We do not have any confirmed knowledge about the nature of this group, the public appearance of which remains very foggy. What is clear on the contrary, and very striking is the way in which the state has responded to it. These symbolic attacks against objects have been met with the whole weight and spectrum of the "war against terrorism". We quote from an open letter to the attorney general against the criminalisation of critical science and political engagement, which was drafted August 15th by colleagues in Germany and abroad of one of those recently arrested.

"On 31st July 2007 the flats and workplaces of Dr. Andrej H. and Dr. Matthias B., and five other persons, were searched by the police. Dr. Andrej H. was arrested, flown by helicopter to the German Federal Court in Karlsruhe and brought before the court. Since then he has been held in pre-trial confinement in a Berlin jail. Four people have been charged with ‘membership of a terrorist association according to § 129a StGB' (German Penal Code, section 7 on ‘Crimes against Public Order'). They are alleged to be members of a so-called ‘militant group' (MG). The text of the search warrant revealed that preliminary proceedings against these four people have been going on since September 2006 and that the four had since been under constant surveillance.

A few hours before the house searches, Florian L., Oliver R. and Axel H. were arrested in the Brandenburg region and accused of attempted arson on four vehicles of the German Federal Army. Andrej H. is alleged to have met one of these three persons on two occasions in the first half of 2007 in supposedly ‘conspiratorial circumstances'.
The Federal Prosecutor (Bundesanwaltschaft) therefore assumes that the four above mentioned persons as well as the three individuals arrested in Brandenburg are members of a ‘militant group', and is thus investigating all seven on account of suspected ‘membership in a terrorist association' according to §129a StGB.
According to the arrest warrant against Andrej H., the charge made against the above mentioned four individuals is presently justified on the following grounds, in the order that the federal prosecutor has listed them:

  • Dr.
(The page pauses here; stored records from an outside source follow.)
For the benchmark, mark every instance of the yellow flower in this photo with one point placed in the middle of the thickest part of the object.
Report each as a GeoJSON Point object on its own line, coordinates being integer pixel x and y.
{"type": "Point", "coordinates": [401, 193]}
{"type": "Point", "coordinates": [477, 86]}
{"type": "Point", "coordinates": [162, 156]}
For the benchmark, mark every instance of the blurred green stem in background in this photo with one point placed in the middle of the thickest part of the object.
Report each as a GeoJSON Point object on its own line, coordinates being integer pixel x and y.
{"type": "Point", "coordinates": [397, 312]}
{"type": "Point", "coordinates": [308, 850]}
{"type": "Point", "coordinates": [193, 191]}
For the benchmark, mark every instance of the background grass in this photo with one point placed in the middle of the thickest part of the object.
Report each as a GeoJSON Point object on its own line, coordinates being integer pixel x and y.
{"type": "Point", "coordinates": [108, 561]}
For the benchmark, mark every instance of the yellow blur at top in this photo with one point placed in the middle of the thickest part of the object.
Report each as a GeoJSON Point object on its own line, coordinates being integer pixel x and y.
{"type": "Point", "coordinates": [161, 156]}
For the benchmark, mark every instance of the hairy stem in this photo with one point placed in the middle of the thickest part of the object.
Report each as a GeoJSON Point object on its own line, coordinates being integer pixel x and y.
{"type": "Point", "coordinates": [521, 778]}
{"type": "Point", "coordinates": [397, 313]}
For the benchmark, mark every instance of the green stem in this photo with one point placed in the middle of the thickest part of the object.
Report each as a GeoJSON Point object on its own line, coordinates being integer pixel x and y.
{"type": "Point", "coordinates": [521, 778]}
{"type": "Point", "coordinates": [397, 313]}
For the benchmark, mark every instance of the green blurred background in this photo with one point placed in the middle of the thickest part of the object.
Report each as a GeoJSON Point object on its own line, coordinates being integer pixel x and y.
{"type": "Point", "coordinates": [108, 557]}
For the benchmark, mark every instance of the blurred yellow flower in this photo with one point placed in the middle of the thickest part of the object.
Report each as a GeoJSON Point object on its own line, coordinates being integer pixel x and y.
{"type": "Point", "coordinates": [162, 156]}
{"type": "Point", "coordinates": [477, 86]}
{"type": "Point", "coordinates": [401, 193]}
Matthias B. is alleged to have used, in his academic publications, "phrases and key words" which are also used by the ‘militant group';
  • As political scientist holding a PhD, Matthias B. is seen to be intellectually capable to "author the sophisticated texts of the ‘militant group' (MG)". Additionally, "as employee in a research institute he has access to libraries which he can use inconspicuously in order to do the research necessary to the drafting of texts of the ‘militant group'";
  • Another accused individual is said to have met with suspects in a conspiratorial manner: "meetings were regularly arranged without, however, mentioning place, time and content of the meetings"; furthermore, he is said to have been active in the "extreme left-wing scene";
  • In the case of a third accused individual, an address book was found which included the names and addresses of the other three accused;
  • Dr. Andrej H., who works as an urban sociologist, is claimed to have close contacts with all three individuals who have been charged but still remain free;
  • Dr. Andrej H. is alleged to have been active in the "resistance mounted by the extreme left-wing scene against the World Economic Summit of 2007 in Heiligendamm";
  • The fact that he - allegedly intentionally -- did not take his mobile phone with him to a meeting is considered as "conspiratorial behaviour".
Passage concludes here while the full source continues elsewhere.